3. Peran Policy Influencers dalam Kebijakan Luar Negeri AS Masa George W. Bush

Keempat tipe 'policy influencers' memiliki peran krusial dalam memengaruhi kebijakan luar negeri AS masa pemerintahan George W. Bush. 'Bureaucratic influencers' meliputi organisasi-organisasi besar dalam lembaga eksekutif yang menangani kebijakan ekonomi, politik luar negeri, dan kesejahteraan. 'Partisan influencers' mencerminkan dominasi kebijakan luar negeri Bush yang sesuai dengan kepentingan Partai Republik. 'Interest influencers' terdiri dari berbagai kelompok kepentingan yang memengaruhi kebijakan 'Global War on Terrorism' di Timur Tengah. Opini publik ('mass influencers'), yang dibentuk oleh media massa, juga menjadi pertimbangan dalam menyusun kebijakan luar negeri. Perbedaan pandangan antara keempat tipe 'policy influencers' dan pengambil keputusan juga menjadi faktor penting dalam analisis.

IV.Konsep Kunci Terorisme Global War on Terrorism dan Standar Ganda

Skripsi ini mendefinisikan terorisme sebagai penggunaan kekerasan untuk tujuan politik, baik oleh pihak yang kuat maupun lemah. Global War on Terrorism merupakan kebijakan AS pasca 11 September 2001 yang bertujuan memerangi terorisme secara global. Standar ganda AS dalam konteks ini merujuk pada inkonsistensi dalam merespon tindakan terorisme, dimana tindakan yang dianggap terorisme jika dilakukan oleh musuh, tetapi dibenarkan jika dilakukan oleh sekutu. Penulis akan menganalisis bagaimana pemaknaan terorisme dimanipulasi untuk mendukung kebijakan standar ganda AS.

1. Definisi Terorisme

Skripsi ini mendefinisikan terorisme sebagai tindakan penggunaan kekerasan yang disertai dengan tujuan politik, baik yang dilakukan oleh pihak yang kuat (penguasa) maupun pihak yang lemah. Definisi ini berbeda dengan pemahaman terorisme yang cenderung bias dalam 'kamus adikuasa', di mana terorisme seringkali dikaitkan hanya dengan tindakan protes dari kelompok kecil atau negara yang menentang kekuatan besar. Penulis menolak definisi terorisme yang bias ini, dan memilih definisi yang lebih netral dan komprehensif untuk menganalisis kebijakan AS yang dituduh menerapkan standar ganda dalam perang melawan terorisme. Pemahaman yang komprehensif ini penting untuk menghindari bias dalam menganalisis kebijakan standar ganda AS dalam konteks 'War on Terrorism'.

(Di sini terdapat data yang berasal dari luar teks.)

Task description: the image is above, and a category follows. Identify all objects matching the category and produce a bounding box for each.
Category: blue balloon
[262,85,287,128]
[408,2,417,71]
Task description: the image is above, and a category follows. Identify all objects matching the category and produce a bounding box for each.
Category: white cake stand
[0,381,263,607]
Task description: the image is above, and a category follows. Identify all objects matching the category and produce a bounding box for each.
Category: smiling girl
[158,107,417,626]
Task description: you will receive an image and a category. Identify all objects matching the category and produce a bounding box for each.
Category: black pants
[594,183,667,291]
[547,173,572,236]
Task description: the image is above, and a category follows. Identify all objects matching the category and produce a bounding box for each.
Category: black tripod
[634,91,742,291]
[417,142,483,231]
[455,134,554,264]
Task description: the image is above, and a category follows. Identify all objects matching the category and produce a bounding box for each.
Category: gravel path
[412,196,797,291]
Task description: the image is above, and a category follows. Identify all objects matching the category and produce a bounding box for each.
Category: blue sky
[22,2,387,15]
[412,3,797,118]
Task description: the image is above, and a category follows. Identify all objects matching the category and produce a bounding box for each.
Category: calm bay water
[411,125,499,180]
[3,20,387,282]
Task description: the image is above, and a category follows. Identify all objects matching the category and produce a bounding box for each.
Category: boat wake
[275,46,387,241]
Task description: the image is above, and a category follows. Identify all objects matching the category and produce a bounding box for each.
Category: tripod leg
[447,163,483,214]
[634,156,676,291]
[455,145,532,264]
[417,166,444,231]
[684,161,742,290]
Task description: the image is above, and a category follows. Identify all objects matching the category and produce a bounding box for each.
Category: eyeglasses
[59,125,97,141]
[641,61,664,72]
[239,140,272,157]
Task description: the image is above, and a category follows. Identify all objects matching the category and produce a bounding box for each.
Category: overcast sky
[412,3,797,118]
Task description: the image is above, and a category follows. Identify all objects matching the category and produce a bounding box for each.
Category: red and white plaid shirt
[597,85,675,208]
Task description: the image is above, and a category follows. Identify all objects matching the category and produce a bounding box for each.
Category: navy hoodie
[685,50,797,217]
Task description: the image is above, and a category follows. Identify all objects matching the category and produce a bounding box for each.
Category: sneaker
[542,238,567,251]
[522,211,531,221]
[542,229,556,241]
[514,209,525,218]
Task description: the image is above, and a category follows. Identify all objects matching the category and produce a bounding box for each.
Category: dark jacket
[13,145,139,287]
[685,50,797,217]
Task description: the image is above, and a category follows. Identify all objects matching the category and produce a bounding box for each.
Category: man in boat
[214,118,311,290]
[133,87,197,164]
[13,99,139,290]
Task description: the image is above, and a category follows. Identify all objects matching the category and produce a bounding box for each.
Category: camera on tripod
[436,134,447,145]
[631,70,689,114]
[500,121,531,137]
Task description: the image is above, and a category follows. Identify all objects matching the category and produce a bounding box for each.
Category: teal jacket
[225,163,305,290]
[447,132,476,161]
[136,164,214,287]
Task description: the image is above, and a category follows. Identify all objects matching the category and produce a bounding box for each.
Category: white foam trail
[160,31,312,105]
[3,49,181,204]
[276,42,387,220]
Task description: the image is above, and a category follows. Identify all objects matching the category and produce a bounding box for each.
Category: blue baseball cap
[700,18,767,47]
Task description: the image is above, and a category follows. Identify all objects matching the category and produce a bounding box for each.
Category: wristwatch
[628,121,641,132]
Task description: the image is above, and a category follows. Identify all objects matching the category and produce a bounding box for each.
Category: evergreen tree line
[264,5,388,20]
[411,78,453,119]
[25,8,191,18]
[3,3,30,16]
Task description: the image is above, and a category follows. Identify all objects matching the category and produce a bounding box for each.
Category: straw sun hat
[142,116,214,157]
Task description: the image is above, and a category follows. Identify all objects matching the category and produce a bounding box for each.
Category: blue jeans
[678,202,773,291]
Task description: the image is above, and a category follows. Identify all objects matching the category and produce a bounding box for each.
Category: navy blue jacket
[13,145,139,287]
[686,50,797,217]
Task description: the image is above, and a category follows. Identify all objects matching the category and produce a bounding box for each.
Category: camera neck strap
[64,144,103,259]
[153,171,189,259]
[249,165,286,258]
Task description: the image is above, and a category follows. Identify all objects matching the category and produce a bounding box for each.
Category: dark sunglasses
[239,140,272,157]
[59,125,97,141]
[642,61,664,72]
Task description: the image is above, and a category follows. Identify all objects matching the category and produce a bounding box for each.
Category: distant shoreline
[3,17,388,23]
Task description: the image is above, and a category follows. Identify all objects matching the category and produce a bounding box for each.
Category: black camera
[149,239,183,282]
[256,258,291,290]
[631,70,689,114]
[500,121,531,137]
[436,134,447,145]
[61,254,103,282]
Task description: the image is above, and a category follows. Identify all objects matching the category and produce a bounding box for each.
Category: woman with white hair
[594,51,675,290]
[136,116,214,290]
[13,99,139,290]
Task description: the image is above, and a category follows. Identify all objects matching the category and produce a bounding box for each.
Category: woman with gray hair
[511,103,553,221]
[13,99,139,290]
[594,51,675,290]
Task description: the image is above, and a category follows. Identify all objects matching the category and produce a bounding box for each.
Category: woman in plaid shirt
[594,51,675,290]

2. Global War on Terrorism GWOT

Konsep 'Global War on Terrorism' (GWOT) menjadi fokus utama skripsi ini. Meskipun terminologi terorisme telah dikenal lama oleh pemerintah Amerika, peristiwa 11 September 2001 menjadi titik balik yang mengukuhkan GWOT sebagai kebijakan utama AS. Sebelum peristiwa tersebut, isu terorisme telah dibahas, tetapi tidak dengan skala dan intensitas seperti pasca 9/11. Reaksi AS terhadap serangan 9/11 menunjukkan keterkejutan dan kurangnya kesiapan menghadapi terorisme berskala besar. Kemakmuran ekonomi AS yang tinggi dan kebijakan luar negeri yang sering dianggap mementingkan diri sendiri membuat AS menjadi target empuk bagi kelompok teroris. GWOT kemudian dijalankan dengan pendekatan yang dianggap oleh beberapa pihak sebagai standar ganda, yang menjadi fokus utama penelitian ini.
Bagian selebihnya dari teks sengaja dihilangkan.